Film, of course, also opens immediately in Australia. It will be released worldwide as an English-speaking, English-singing feature, and looms as a winner in ABBA-conscious territories. It should also do nicely in the U.S. if release is timed carefully with ABBA attack on the record market there.
ABBA-The Movie is a handsomely-produced smooth, fast and wittily-edited musical entertainment that, in Lasse Hallström’s script and direction, is both a bit of a documentary of ABBA’s Australian tour and of its four personable performers’ background and work methods and a slight but funny story about an Aussie disk-jockey’s chasing of the group and being most of the way thwarted in his attempts to do a taped in-depth interview with the Swedes.

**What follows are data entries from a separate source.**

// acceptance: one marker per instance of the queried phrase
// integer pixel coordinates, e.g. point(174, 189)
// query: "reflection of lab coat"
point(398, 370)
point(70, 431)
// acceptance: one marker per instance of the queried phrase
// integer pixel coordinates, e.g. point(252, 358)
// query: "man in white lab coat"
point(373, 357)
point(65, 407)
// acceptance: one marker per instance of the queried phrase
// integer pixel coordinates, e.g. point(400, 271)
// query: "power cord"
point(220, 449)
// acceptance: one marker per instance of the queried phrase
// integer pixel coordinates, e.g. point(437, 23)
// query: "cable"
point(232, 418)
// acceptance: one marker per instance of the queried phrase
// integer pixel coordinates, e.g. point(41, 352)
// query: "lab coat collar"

The professional Australian actors perform with obvious gusto. So does ABBA as a group whereas Benny Andersson, Björn Ulvaeus, Anni-Frid Lyngstad and Agnetha Fältskog have not wished to attempt any acting. Apart from glimpses of them in dressing rooms, on balconies and at airport receiving adoring crowds of fans, they are seen mostly doing their stage work.
ABBA, of course, stands for easy on the ear pop music of rock derivation, carefully-honed arrangements, catchy lyrics of no great substance and a stage presentation that has audiences on their feet and cheering loudly. The two girls do a lot of hip-wriggling and bottom-pushing of rich sex appeal, but at the same time remain as cool as any ziegfeld girl of the past. The cleanness of ABBA’s act and their obvious bourgeois appeal is never in doubt.
Top marks to all technical credits, including Jack Churchill’s and Paul Onorato’s amazing control of the Panavision filming even in the tightest of spots, and the editing job done collectively by director Lasse Hallström, his wife Malou Hallström and Ulf Neidemar.